If one capture a fox in a forest and turn it loose in another, or if he catch a fish and put it back in the stream at another point, has he not done with that migratory, common property just what the appellee has done with the gas in this case? Did the company not lose its exclusive property in the gas when it restored the substance to its natural habitat?
Another analogue to the moving deposits of oil and gas is subterranean and percolating water which also have a similarity of relation though not of identity, the substantial difference being only that oil and gas are vanishing products while water may be perpetually supplied by nature. One may draw water and it becomes his when placed in his own receptacle. He may appropriate water from a running stream to turn his mill or to irrigate his land and the property therein may be said to exist in him so long as it remains under his control. But once the water is restored to the earth or to the running stream that exclusive, individual title is lost. Willis's Thornton on Oil Gas, sec. 42; Hail v. Reed, supra; Rock Creek Ditch Flume Company v. Miller, 93 Mont. 247, 17 P.2d 1074, 89 A.L.R. 200.
In his revision of Thornton's Work on Oil and Gas, Judge Willis probably had this identical situation in mind when writing section 1264 concerning the taxation of oil and gas.
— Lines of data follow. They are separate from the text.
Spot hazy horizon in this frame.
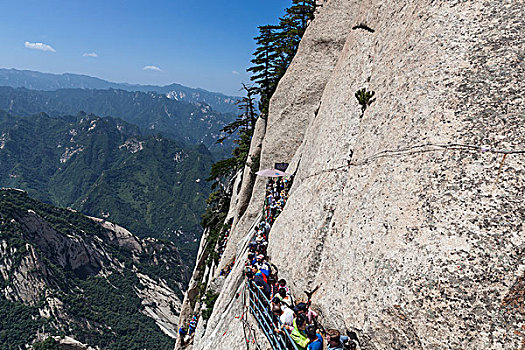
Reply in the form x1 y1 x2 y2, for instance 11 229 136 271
0 0 290 96
0 67 243 96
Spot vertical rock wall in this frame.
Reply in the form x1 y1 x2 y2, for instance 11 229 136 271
215 0 356 277
190 0 524 349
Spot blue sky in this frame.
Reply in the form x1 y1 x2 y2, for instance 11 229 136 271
0 0 290 96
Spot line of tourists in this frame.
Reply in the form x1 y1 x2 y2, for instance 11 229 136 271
264 177 291 224
217 226 231 259
245 177 357 350
178 315 198 346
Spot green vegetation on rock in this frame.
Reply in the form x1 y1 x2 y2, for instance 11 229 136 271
32 337 60 350
0 189 184 349
0 298 47 350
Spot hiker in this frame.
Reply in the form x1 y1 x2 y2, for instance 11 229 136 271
295 302 318 324
291 314 310 350
267 191 274 206
246 270 271 298
254 234 263 247
248 241 258 253
270 282 280 300
277 287 294 306
178 326 187 346
251 233 267 253
264 220 271 234
271 303 294 334
188 316 197 336
250 265 268 284
326 329 349 350
255 255 271 276
306 325 323 350
272 278 288 299
247 253 257 265
277 279 289 294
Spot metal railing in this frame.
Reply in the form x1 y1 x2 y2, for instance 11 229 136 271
247 279 299 350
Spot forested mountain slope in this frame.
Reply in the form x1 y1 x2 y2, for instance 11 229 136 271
0 189 186 349
0 86 234 157
0 111 212 259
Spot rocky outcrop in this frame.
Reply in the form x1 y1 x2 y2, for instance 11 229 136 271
0 189 186 348
192 224 270 350
54 336 93 350
0 241 48 304
190 0 525 349
19 211 110 277
136 272 182 339
216 0 356 276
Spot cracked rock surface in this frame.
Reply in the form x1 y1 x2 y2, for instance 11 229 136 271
190 0 524 349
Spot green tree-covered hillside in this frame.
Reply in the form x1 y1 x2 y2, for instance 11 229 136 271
0 189 186 349
0 86 235 158
0 111 212 259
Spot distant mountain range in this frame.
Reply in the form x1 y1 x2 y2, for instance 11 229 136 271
0 188 186 349
0 111 213 258
0 68 240 114
0 86 235 157
0 70 235 349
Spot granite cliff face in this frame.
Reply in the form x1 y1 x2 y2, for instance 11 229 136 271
183 0 524 349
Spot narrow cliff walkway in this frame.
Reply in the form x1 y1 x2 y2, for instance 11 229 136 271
242 177 357 350
246 278 299 350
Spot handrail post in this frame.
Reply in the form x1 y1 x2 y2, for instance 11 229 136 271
246 279 299 350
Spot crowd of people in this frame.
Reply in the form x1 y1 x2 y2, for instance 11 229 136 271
217 226 231 259
179 176 355 349
264 177 291 224
245 176 357 350
220 177 291 277
178 315 198 346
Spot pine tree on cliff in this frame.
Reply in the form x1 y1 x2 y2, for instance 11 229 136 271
247 1 316 117
277 0 316 63
210 83 258 184
247 24 281 117
201 0 316 262
202 84 258 263
218 83 258 138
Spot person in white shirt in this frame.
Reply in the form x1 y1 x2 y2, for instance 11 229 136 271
272 303 294 334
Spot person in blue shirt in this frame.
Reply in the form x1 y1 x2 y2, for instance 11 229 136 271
188 317 197 336
178 326 187 346
246 270 271 298
306 325 323 350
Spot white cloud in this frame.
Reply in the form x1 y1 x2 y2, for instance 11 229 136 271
24 41 56 52
143 65 161 72
83 52 98 57
232 70 239 75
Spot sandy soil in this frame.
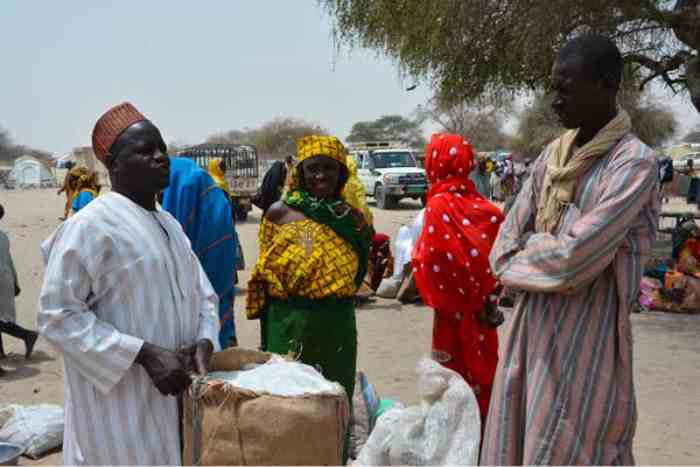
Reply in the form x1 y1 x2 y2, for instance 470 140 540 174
0 188 699 465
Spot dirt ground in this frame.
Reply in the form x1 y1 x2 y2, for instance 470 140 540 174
1 188 699 465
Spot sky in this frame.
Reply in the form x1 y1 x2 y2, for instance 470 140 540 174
1 1 698 156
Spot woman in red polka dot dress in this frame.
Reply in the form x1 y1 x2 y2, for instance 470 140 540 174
412 133 504 424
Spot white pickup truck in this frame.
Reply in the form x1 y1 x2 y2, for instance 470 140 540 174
350 146 428 209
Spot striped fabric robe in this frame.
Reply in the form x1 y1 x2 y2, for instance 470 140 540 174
38 192 220 465
481 133 659 465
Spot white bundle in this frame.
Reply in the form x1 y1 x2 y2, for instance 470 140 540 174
0 403 64 459
356 357 480 466
208 356 344 397
392 209 425 281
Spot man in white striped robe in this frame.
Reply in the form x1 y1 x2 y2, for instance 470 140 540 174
481 36 659 464
38 103 220 465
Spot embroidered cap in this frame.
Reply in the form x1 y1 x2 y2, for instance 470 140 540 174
91 102 147 164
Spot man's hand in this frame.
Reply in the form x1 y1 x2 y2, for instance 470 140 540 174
135 343 191 396
177 339 214 376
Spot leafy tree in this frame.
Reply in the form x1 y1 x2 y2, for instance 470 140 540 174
346 114 426 147
206 128 258 146
513 74 678 159
415 97 512 151
324 0 700 112
511 95 563 159
0 128 14 164
0 128 54 166
255 117 328 159
207 117 327 160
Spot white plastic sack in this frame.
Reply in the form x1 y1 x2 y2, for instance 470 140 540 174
356 357 480 466
392 209 425 281
208 355 345 397
0 404 64 459
376 277 401 298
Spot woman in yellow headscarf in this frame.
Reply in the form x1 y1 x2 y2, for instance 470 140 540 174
69 166 101 214
247 136 372 462
208 158 230 196
342 156 373 226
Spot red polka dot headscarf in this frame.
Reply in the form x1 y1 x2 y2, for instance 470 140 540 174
424 133 475 185
412 132 504 315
It is there said:
"When oil and gas are restored to the land they become a part of the real estate and taxable as such. One company owns an entire gas field in central Kentucky. It has for years stored natural gas therein and the question is suggested as to the character of the gas in such circumstances. It differs from ordinary storage in artificial containers. The gas is put back under pressure into the natural reservoirs and assumes again its original character as part of the realty. It plainly should be taxed with and as a part of the land. It is analogous to the law concerning timber. Standing in the woods, timber is a part of the land. When severed it becomes personal property. If made into lumber and used to construct a building it becomes again a part of the land to which it is attached. When gas is stored in the natural reservoir it is subject to all the properties that inhered in it originally. A neighbor could take it with impunity through adjacent wells, if he owned land within the radius of the reservoir. Hence, it should be taxed only as part of the land in which it is placed, and in such circumstances could not be treated as personal property."
We are of opinion, therefore, that if in fact the gas turned loose in the earth wandered into the plaintiff's land, the defendant is not liable to her for the value of the use of her property, for the company ceased to be the exclusive owner of the whole of the gas — it again became mineral feræ naturæ.
Accordingly, the judgment is affirmed.